On Fri, Nov 10, 2006 at 01:25:05AM -0500, Robert Boyle wrote:
> At 06:58 PM 11/9/2006, you wrote:
> >automatic systems are fine if you decide you want to do them, i was 
> >specifically responding to the author who suggested he would build 
> >the filters himself, my point was that this seemingly good intention 
> >is in fact causing real operational problems on The Internet right 
> >now as anyone receiving addresses from newly allocated blocks will attest 
> >to
> 
> Since I am the OP, I never said that filtering bogons was a miracle 
> cure all. If we put static bogon filters on customer routers, I would 
> agree that would be stupid and would cause maintenance and routing 
> problems. As an ISP several assignments from formerly bogon blocks, I 
> agree and understand your point. However, we are religious about 
> updating our bogon filters and we never block legitimate traffic or 
> announcements. Bogon filtering is just one thing among many which I 
> think should be done.

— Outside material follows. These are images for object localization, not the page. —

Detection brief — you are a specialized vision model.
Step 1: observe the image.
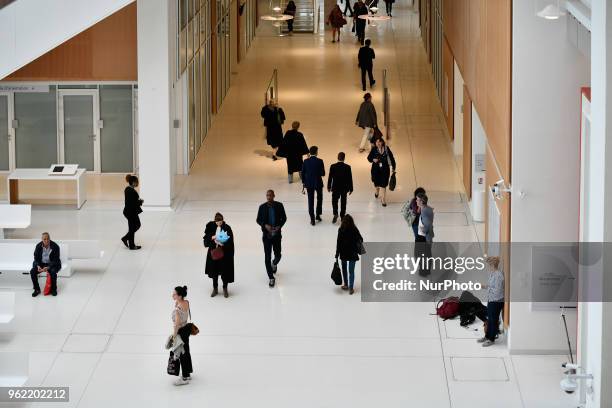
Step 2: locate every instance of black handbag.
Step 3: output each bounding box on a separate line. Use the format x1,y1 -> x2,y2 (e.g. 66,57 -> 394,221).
389,172 -> 397,191
331,260 -> 342,285
167,352 -> 180,375
357,240 -> 366,255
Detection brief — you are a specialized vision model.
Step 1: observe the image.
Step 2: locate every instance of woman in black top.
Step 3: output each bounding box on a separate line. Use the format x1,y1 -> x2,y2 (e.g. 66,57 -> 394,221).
121,174 -> 143,250
335,214 -> 363,294
367,138 -> 396,207
203,213 -> 235,298
284,0 -> 296,34
276,121 -> 309,183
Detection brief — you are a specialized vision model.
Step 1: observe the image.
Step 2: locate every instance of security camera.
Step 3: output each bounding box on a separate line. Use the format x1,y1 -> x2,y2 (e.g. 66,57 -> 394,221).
560,376 -> 578,394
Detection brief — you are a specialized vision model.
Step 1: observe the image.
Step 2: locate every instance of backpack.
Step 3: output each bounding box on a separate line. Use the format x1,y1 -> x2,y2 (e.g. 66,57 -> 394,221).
436,296 -> 460,320
458,291 -> 486,327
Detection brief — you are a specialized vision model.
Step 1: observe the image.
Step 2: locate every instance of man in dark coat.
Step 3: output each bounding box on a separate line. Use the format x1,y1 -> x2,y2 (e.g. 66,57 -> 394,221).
260,100 -> 286,160
203,213 -> 235,298
302,146 -> 326,226
276,121 -> 309,183
353,0 -> 368,45
327,152 -> 354,223
30,232 -> 62,297
256,190 -> 287,288
358,39 -> 376,91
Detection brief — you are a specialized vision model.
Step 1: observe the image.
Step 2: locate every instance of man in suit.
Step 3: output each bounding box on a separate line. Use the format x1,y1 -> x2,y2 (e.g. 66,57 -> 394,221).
358,39 -> 376,91
302,146 -> 326,226
327,152 -> 354,223
415,193 -> 434,276
30,232 -> 62,297
256,190 -> 287,288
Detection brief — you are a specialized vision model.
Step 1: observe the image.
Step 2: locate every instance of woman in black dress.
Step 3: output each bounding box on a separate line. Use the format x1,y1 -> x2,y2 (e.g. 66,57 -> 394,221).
284,0 -> 296,34
276,121 -> 309,183
367,138 -> 396,207
260,100 -> 286,160
203,213 -> 235,298
121,174 -> 143,250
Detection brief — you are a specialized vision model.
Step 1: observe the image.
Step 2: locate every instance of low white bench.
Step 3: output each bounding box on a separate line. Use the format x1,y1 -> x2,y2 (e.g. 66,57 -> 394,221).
0,204 -> 31,239
0,352 -> 29,387
0,292 -> 15,327
0,241 -> 72,278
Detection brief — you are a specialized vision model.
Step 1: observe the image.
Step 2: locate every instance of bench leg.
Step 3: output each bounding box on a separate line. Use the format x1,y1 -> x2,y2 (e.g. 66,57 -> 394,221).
8,180 -> 19,205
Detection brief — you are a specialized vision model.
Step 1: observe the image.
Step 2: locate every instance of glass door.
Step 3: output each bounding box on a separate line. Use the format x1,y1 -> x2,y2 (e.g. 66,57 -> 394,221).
58,90 -> 100,172
0,93 -> 14,171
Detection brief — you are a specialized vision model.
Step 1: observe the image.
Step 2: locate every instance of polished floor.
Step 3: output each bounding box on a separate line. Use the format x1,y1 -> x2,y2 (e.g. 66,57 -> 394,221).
0,2 -> 578,407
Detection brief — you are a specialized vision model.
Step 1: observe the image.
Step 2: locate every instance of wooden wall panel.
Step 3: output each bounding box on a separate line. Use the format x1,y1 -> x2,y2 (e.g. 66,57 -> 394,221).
442,35 -> 454,140
463,85 -> 472,199
3,3 -> 137,81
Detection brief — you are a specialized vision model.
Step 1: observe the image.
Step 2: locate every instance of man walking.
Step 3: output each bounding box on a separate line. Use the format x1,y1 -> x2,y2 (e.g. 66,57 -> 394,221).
353,0 -> 368,45
256,190 -> 287,288
358,39 -> 376,92
302,146 -> 326,226
328,152 -> 354,223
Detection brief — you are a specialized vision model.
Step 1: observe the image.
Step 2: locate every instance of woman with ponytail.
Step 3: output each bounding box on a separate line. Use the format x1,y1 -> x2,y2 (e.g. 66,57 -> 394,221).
171,286 -> 192,385
121,174 -> 143,250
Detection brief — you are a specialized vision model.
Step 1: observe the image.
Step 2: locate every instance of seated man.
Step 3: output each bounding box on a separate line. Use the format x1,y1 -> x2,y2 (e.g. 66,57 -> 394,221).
30,232 -> 61,297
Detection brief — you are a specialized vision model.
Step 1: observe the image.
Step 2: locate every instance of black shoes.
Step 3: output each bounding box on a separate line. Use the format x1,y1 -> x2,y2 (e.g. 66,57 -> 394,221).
371,80 -> 376,87
223,288 -> 229,298
51,290 -> 57,297
310,219 -> 315,226
332,215 -> 338,223
32,290 -> 40,298
121,237 -> 129,248
211,288 -> 218,297
129,246 -> 142,250
269,278 -> 276,288
316,215 -> 322,222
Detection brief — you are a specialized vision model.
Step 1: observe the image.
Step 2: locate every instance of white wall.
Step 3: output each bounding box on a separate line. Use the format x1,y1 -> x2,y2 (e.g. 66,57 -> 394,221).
0,0 -> 134,79
510,0 -> 590,353
471,106 -> 486,198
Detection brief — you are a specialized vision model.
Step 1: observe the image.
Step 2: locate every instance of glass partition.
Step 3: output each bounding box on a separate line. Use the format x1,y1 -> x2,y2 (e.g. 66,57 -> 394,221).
14,87 -> 57,168
0,95 -> 9,170
100,85 -> 134,172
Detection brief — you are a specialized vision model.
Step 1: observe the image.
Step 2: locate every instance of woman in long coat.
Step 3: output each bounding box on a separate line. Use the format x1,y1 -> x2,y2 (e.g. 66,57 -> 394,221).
367,137 -> 396,207
276,121 -> 309,183
203,213 -> 235,298
260,100 -> 286,160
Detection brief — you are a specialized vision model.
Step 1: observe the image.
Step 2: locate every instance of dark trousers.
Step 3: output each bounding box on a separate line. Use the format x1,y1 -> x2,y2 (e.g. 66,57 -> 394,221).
287,19 -> 294,32
361,66 -> 374,90
177,325 -> 193,377
385,1 -> 392,14
30,263 -> 58,292
212,275 -> 228,289
415,235 -> 432,274
356,21 -> 366,44
331,191 -> 348,217
343,0 -> 353,16
485,300 -> 504,341
263,234 -> 282,279
307,186 -> 323,221
122,214 -> 141,248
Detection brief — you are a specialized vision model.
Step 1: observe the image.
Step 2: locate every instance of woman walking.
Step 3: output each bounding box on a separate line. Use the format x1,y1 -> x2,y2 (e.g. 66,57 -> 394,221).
285,0 -> 296,34
367,138 -> 396,207
407,187 -> 426,239
171,286 -> 192,385
260,99 -> 286,160
383,0 -> 394,16
327,4 -> 346,42
121,174 -> 143,250
276,121 -> 309,183
203,213 -> 235,298
335,214 -> 363,294
355,93 -> 378,153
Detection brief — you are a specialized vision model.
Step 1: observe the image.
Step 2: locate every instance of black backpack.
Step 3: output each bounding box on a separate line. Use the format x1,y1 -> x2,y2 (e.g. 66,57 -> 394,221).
458,291 -> 486,327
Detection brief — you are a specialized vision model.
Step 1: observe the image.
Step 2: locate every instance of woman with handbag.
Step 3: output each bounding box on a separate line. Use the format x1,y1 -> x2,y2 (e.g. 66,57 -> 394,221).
327,4 -> 346,43
203,213 -> 235,298
335,214 -> 364,294
171,286 -> 192,385
367,138 -> 396,207
121,174 -> 143,250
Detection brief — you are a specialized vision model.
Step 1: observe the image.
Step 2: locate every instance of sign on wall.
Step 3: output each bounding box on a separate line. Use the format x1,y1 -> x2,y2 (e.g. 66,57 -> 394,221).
0,85 -> 50,93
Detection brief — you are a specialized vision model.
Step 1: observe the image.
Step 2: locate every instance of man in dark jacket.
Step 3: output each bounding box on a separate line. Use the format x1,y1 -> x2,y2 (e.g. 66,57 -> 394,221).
302,146 -> 326,226
353,0 -> 368,45
276,121 -> 309,184
30,232 -> 61,297
256,190 -> 287,288
358,39 -> 376,91
327,152 -> 354,223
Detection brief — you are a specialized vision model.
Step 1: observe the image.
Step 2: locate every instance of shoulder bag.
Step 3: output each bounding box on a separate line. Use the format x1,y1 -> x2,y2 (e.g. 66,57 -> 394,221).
387,148 -> 397,191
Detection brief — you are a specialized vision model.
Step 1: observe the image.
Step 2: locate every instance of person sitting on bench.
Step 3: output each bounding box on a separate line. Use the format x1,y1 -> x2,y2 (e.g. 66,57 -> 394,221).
30,232 -> 61,297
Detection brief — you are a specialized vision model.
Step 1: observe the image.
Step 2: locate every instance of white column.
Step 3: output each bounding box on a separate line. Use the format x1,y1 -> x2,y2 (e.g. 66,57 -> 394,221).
137,0 -> 174,210
581,0 -> 612,406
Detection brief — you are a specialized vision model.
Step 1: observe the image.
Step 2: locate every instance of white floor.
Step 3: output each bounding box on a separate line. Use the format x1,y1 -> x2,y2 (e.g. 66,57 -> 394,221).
0,2 -> 578,407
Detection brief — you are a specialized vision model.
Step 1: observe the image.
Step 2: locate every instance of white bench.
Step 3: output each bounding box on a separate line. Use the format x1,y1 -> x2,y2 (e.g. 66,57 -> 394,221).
0,204 -> 31,239
0,352 -> 29,387
0,292 -> 15,327
0,241 -> 72,278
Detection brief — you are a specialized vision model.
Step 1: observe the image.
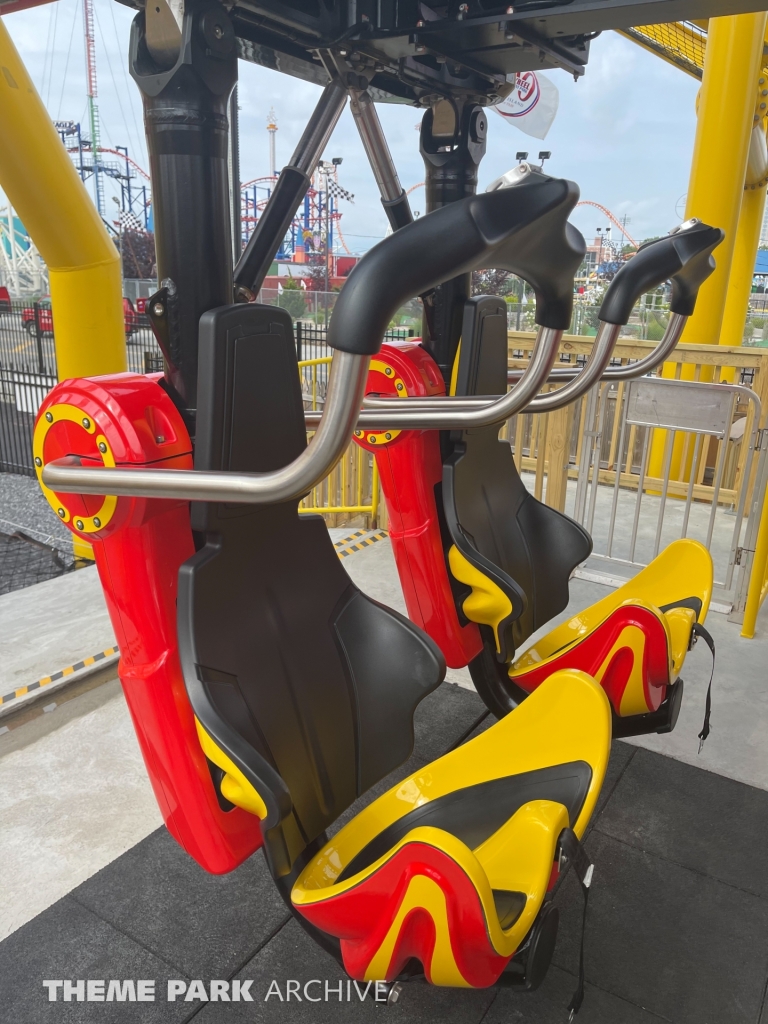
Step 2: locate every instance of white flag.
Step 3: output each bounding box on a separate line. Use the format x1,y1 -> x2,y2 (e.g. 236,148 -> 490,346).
277,281 -> 284,294
494,72 -> 559,140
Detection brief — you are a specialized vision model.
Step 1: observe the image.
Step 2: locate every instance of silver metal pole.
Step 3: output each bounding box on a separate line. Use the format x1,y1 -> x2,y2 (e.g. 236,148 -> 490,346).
653,430 -> 675,560
349,90 -> 413,219
43,351 -> 370,504
606,392 -> 629,558
304,327 -> 564,431
526,322 -> 621,413
680,433 -> 701,540
364,312 -> 687,414
628,428 -> 651,562
291,80 -> 348,176
573,385 -> 599,524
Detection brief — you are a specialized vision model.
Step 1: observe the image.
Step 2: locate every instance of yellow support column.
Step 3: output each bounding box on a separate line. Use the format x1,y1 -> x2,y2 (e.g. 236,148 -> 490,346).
678,14 -> 767,351
719,124 -> 768,360
650,13 -> 767,480
0,18 -> 126,381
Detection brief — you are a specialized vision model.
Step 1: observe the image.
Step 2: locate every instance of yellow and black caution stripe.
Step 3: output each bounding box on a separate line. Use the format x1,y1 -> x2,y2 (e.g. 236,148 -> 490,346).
0,531 -> 388,717
0,646 -> 119,709
335,530 -> 388,559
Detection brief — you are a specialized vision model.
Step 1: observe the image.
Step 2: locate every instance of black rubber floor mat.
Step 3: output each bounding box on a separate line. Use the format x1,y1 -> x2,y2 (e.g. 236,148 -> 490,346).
1,678 -> 767,1024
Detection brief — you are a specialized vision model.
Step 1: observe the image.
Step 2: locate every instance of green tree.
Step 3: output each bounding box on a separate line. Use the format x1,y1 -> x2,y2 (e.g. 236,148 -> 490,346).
279,279 -> 306,319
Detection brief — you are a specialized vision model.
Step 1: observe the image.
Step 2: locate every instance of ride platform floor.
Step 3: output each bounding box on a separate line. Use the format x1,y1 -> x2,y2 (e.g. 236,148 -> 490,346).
3,687 -> 768,1024
2,535 -> 768,1023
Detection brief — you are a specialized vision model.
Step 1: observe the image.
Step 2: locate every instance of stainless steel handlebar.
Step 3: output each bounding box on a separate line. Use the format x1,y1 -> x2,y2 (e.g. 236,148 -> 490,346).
42,351 -> 370,504
362,320 -> 617,417
308,326 -> 563,432
354,313 -> 686,424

Following BCP38 and filtering what comes in 
> from customers and transit/peer connections all help to ensure that 
> you aren't part of the problem to the community or to your own 
> clients. The original poster who I replied to stated that it appeared 
> that some traffic of unknown origin on a private address was being 
> routed across his network between routers and he didn't have any 
> routes for that network in his routing tables. My response was that 
> those announcements and traffic should be filtered at his edge. This 
> turned into a thread about whether filtering was a good thing or not 
> which in my mind is absurd. However, if you run a network and want to 
> accept traffic from bogon and RFC1918 space over your customer, 
> peering, and transit connections then that's your problem. I just 
> choose to not make it mine.

We may be talking at cross purposes...

BGP filtering using bogon lists affects the routes you receive and hence whether or not you are willing to send traffic TO that space.

If you want to not 'accept traffic FROM bogon and RFC1918 space' then you need to apply acls or rpf.


My issue with BGP filtering is primarily related to manually built filters, there is evidence that this practice is harmful. Whether automatically built filters is a good idea is up to you, the current feeling seems to be yes altho personally I dont implement it.

WRT acls, I would suggest any acl is a bad idea and only a dynamic system such as rpf should be used, this is because manual filters that deny bogons has the same issue as BGP filtering in that it can go stale and you drop newly allocated space. I still would advise tho that there is a lot of address space in use but ot announced on the internet, add to that the use of RFC1918 on internal network links and the potential to break things such as pmtu by dropping icmps is real.